Whatever her mother’s warnings – the women buried too soon in the Assendelft churchyard – Nella has always assumed that one day a baby would come. She touches her abdomen, imagining a curve there, a balloon of flesh hiding a child. Life in this house isn’t just preposterous, it’s a game, an exercise in fakery. Who is she now? What is she supposed to do?
‘Hungry?’ asks a voice.
Nella jumps as Cornelia appears from under the stairs, looking pale and apprehensive. She doesn’t bother to question what the maid is doing hovering there. No one is ever truly alone in this house; there will always be someone watching or listening. Doesn’t she herself listen – to footsteps, closing doors, those hurried whisperings?
‘No,’ she says, but she is hungry. She could eat that whole feast from the silversmiths’ now, and never stop – consuming every morsel to make her feel she has some substance.
‘Are you going to leave him flying around?’ asks Cornelia, pointing to the brief glimpse of green feathers as Peebo flies low before moving off again into the shadows.
‘I am,’ Nella replies. ‘He’s been waiting for this moment since the day he arrived.’
She hunches over and the maid kneels down and places both her hands on Nella’s knees. ‘This is your home now, Madame.’
‘How can this house of secrets ever be called a home?’
‘There’s only one secret in this house,’ Cornelia says. ‘Unless you have one too?’
‘No,’ Nella says, but she thinks of the miniaturist.
‘What’s in Assendelft for you, Madame? You never talk of it, you can hardly miss it.’
‘No one ever asks me about it, except for Agnes.’
‘Well, from what I’ve heard, it’s got more cows than people.’
‘Cornelia.’
But Nella relents with a nervous giggle, musing on the distance she now feels from that crumbling house, that lake, those childhood memories. She does wish people wouldn’t be so rude about it. I could find my way back, she supposes – Mama would have to forgive me eventually, especially when I told her the truth. And if I stay, Johannes will still have his escapes, running his risks with pastors and magistrates, the prospect of eternal damnation diminishing in the face of his desires. I, on the other hand, will have almost nothing.
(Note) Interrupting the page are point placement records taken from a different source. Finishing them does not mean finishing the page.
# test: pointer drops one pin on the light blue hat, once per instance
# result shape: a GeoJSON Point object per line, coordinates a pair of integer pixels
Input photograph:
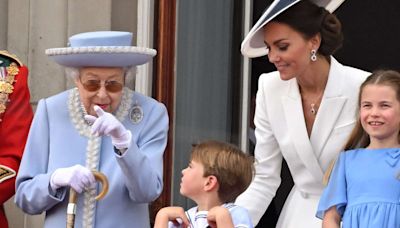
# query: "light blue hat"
{"type": "Point", "coordinates": [253, 44]}
{"type": "Point", "coordinates": [101, 49]}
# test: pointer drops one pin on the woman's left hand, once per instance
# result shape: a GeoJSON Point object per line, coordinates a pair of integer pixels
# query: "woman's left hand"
{"type": "Point", "coordinates": [107, 124]}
No promise of motherhood, no shared secrets in the night, no household to run – except the one inside a cabinet where no living soul can thrive.
And yet, Nella thinks to herself. I fight to emerge, that’s the message the miniaturist sent me. Assendelft is small, its company is limited, mired in the past. Here, in Amsterdam, the cabinet’s curtains have opened a new world, a strange world, a conundrum she wishes to solve. And most of all, there is no miniaturist in Assendelft.
The woman who lives on the Kalverstraat is nebulous, uncertain. She is possibly even dangerous – but right now, she is the only thing Nella can call her own. If she went back to the countryside, she would never know why the miniaturist had chosen to send her these unexpected pieces, she would never discover the truth behind the work. She knows she wants these deliveries to continue more than she wants them to stop. In a fanciful moment, it occurs to her that their very existence might keep her alive.